It was June of 1986. I was 10 years old and was enjoying the beginning of summer break. School year was over and mangos were finally in season. Other than the excruciating heat of Karachi, Pakistan, nothing else could have spoiled my summer break that year.
My mother, due to her own struggles of convincing her in-laws to a right to education for herself, never let an opportunity pass by for me and my sisters. She would always enrol us in extra-curricular activities by managing to raise funds – by baking cakes, hosting Ikebana classes, etc.
That summer, the community centre was offering computer programming classes for kids and my mother enrolled me. Computers! Who wants to be locked up in a room all summer? But there was something that was hard to say no to. Since, the computers had to be kept cool, the rooms were air conditioned - a luxury we couldn't afford yet. So, I reluctantly agreed to participate.
It was a small, well-lit room with 6 computer stations.
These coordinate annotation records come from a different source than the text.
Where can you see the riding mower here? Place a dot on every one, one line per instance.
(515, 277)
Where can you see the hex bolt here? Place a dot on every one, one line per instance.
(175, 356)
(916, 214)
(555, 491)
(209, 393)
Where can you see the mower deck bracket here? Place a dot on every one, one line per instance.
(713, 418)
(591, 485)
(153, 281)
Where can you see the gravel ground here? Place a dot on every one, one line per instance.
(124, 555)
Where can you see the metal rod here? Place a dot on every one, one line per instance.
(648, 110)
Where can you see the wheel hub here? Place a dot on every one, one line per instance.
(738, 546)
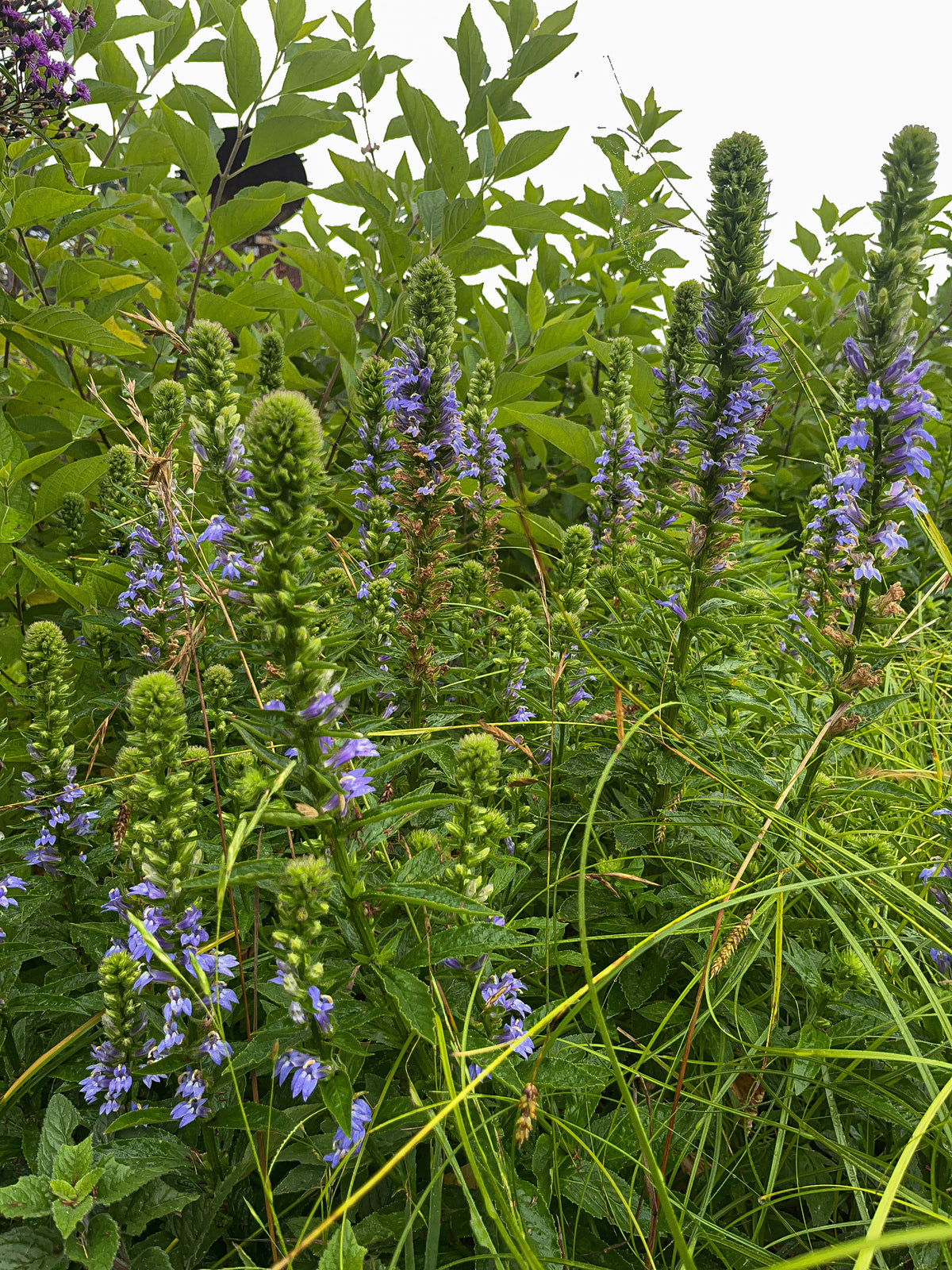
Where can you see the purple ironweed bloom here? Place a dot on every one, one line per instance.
(673, 603)
(308, 1072)
(514, 1035)
(361, 1115)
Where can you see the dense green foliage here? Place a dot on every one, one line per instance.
(476, 710)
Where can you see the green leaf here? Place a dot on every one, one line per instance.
(55, 582)
(808, 243)
(438, 899)
(74, 328)
(101, 1241)
(537, 52)
(32, 1248)
(289, 18)
(343, 1251)
(243, 216)
(573, 438)
(29, 1197)
(279, 133)
(447, 152)
(59, 1126)
(536, 305)
(527, 150)
(338, 1096)
(135, 25)
(228, 313)
(243, 64)
(44, 203)
(14, 524)
(194, 150)
(412, 999)
(158, 1199)
(73, 478)
(532, 217)
(323, 67)
(470, 52)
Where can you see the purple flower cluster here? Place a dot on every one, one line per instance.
(344, 1143)
(727, 440)
(6, 899)
(886, 444)
(232, 563)
(482, 457)
(437, 440)
(617, 495)
(38, 78)
(108, 1077)
(505, 995)
(57, 821)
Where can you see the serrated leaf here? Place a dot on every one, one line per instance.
(32, 1248)
(243, 64)
(55, 582)
(44, 205)
(59, 1126)
(412, 999)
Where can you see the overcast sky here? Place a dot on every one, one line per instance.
(824, 83)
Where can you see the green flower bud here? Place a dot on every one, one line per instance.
(478, 765)
(271, 362)
(48, 664)
(124, 1006)
(168, 413)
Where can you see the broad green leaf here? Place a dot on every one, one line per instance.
(55, 582)
(194, 149)
(447, 154)
(99, 1245)
(221, 309)
(527, 150)
(808, 243)
(343, 1251)
(532, 217)
(59, 1126)
(42, 205)
(338, 1096)
(243, 64)
(289, 19)
(32, 1248)
(14, 524)
(135, 25)
(470, 52)
(279, 133)
(76, 478)
(536, 304)
(412, 999)
(323, 67)
(243, 216)
(573, 438)
(537, 52)
(73, 327)
(431, 895)
(29, 1197)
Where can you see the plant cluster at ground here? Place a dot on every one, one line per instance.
(475, 789)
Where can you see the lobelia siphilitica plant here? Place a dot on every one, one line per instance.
(51, 794)
(420, 387)
(858, 525)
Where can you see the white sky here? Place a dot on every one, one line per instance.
(824, 83)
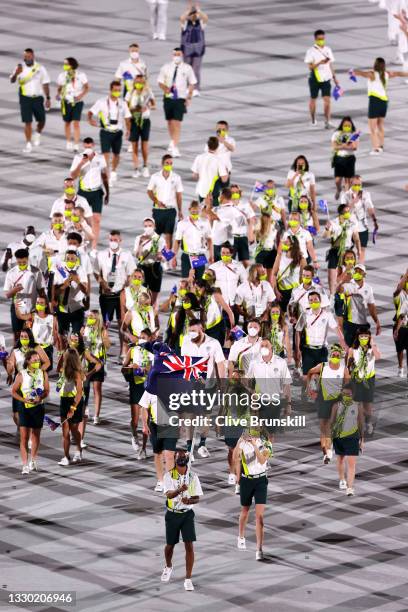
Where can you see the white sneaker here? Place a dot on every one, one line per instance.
(141, 454)
(33, 466)
(232, 479)
(166, 574)
(77, 458)
(241, 543)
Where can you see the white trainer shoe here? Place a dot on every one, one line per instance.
(33, 466)
(232, 479)
(77, 458)
(203, 452)
(166, 574)
(241, 543)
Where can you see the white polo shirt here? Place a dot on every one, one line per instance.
(184, 78)
(209, 348)
(32, 282)
(72, 87)
(316, 326)
(59, 206)
(165, 189)
(125, 265)
(314, 55)
(228, 277)
(193, 235)
(255, 298)
(108, 110)
(209, 167)
(32, 79)
(90, 178)
(229, 218)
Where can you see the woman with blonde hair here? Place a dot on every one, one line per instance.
(71, 386)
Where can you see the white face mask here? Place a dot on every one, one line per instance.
(252, 331)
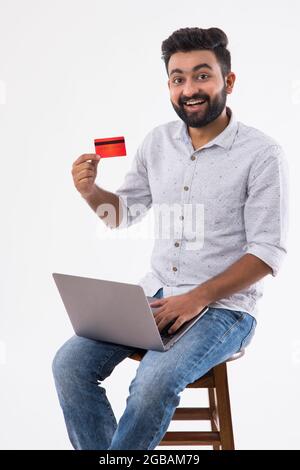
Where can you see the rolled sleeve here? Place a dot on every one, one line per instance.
(135, 194)
(266, 208)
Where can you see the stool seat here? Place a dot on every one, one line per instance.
(218, 412)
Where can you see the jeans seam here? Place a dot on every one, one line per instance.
(232, 326)
(214, 346)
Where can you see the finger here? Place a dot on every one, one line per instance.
(176, 325)
(159, 310)
(85, 157)
(85, 166)
(86, 179)
(157, 302)
(85, 173)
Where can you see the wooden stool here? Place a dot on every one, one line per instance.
(218, 413)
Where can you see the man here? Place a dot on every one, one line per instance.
(238, 175)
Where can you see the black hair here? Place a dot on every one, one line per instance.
(191, 39)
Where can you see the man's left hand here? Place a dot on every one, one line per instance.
(180, 308)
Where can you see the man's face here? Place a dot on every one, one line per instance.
(206, 83)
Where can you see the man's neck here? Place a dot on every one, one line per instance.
(203, 135)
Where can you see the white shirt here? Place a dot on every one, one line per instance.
(238, 181)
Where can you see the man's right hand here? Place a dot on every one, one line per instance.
(84, 173)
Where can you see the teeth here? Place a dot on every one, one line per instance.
(195, 102)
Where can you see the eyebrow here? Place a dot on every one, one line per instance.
(194, 69)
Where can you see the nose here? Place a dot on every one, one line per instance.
(190, 89)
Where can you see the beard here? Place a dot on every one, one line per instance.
(212, 108)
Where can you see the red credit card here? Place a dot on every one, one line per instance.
(110, 147)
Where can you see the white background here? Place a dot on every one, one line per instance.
(71, 71)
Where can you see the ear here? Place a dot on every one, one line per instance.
(229, 82)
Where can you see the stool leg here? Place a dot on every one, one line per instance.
(223, 404)
(213, 414)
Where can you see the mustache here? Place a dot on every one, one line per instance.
(199, 97)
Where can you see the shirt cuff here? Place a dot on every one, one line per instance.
(271, 255)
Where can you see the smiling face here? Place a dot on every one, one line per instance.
(197, 75)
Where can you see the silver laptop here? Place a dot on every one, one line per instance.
(115, 312)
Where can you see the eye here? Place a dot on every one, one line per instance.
(205, 75)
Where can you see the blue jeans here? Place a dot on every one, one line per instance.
(80, 364)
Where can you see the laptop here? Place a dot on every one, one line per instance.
(115, 312)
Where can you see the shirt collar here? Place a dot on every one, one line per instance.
(225, 139)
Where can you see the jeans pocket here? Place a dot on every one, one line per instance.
(247, 340)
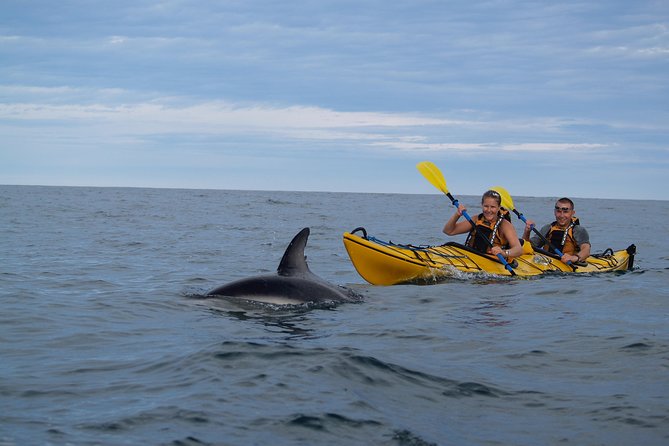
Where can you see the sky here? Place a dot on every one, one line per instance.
(543, 98)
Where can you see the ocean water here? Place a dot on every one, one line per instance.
(106, 337)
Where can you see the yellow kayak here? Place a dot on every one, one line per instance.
(387, 263)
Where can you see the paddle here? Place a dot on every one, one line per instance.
(507, 202)
(436, 178)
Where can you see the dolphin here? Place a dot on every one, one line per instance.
(293, 283)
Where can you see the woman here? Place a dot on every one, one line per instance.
(493, 233)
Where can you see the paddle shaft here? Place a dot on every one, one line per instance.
(543, 239)
(501, 258)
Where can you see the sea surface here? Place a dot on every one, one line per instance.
(106, 337)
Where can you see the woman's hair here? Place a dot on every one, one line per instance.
(492, 194)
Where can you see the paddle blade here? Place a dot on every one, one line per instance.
(433, 175)
(507, 202)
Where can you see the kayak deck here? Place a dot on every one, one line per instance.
(387, 263)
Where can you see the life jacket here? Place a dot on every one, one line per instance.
(483, 232)
(563, 239)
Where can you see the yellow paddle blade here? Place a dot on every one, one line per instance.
(433, 175)
(507, 202)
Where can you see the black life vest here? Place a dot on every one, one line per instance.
(485, 232)
(563, 239)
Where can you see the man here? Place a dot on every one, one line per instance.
(565, 233)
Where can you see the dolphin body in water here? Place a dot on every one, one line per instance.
(293, 283)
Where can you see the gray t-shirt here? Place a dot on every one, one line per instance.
(580, 235)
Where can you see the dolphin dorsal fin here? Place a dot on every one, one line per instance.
(293, 261)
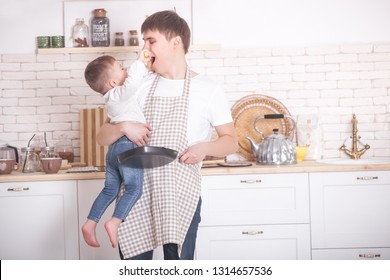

One of them was considered sacred – it had a coloured monitor unlike the green monitors of the other computers and we (the young kids) were never to go near it. It was the "Apple Macintosh Series II". Wow! It looked stunning - especially the rainbow half-eaten apple logo. The buzz was about the cool graphics it created.
Back at my green terminal, things were maybe not as cool but exciting nonetheless. We were introduced to the Logo programming language where we could make a Turtle do movements. Things were not as dull as I thought. The subsequent summer, I took up a programming language called "BASIC". Had fun with it for a while, even tried the contests. How could I not? The short-listed students would get a chance to go to Singapore to compete in the finals! Long story short, I did not make the cut but it was worth a try.
Fast forward six years, it was final year of high school and I was to go to North America to get my law degree and return to Pakistan to join my parents’ practice. The plan was to get a business degree and then a Juris doctor Law degree. Well, it has never been in my nature to follow rules! I graduated in 2000 with a degree in Computer Science. With the Y2K buzz and the hype surrounding Microsoft's certified software engineering certification, the field of computer science was very coveted. I took on the exciting challenge with no fear of coding. All thanks to the hot summer where I was exposed to coding!
In the final year of university, I was determined that I would not lock myself up and write code all day. I wanted to be a consultant, help customers solve real-life problems. And that is what I did - but by writing code any way!
Fast forward 16 years, in the higher echelons of the management layer now, I no longer write code but lead teams of coders to implement large systems and often am amazed at spotting good programmers from the bad ones. And it all boils down to the training.
Last year, I had to quit the workforce due to personal reasons. While I dutifully attended to family and their needs during this tough time, I was left with a void. "I could never return to work" I thought over and over in my head. There is no such thing as working part-time in this field. There is no balance I thought. But I was wrong!
My 9-year-old daughter, who is passionate about creating animations and games herself, would not allow me train her to code the "right /easy way". While she is good at what she does, I so badly wanted to train her - and voila, that sparked an idea. In a perfect world, how would I want to train her? What techniques and methodologies would I use? And that is how "Code-it Hacks" was born – to teach students not just the coding languages but the ‘art of coding’ – with a deep focus on collaboration, design thinking, leadership skills and team building.
No matter which way I go, coding is what I know and coding is what I do best! Whether I love to code so I could sit in an air-conditioned room, or do it because it is part of my career or do it to teach my daughter, it is my destiny and it remains an ever-lasting love affair!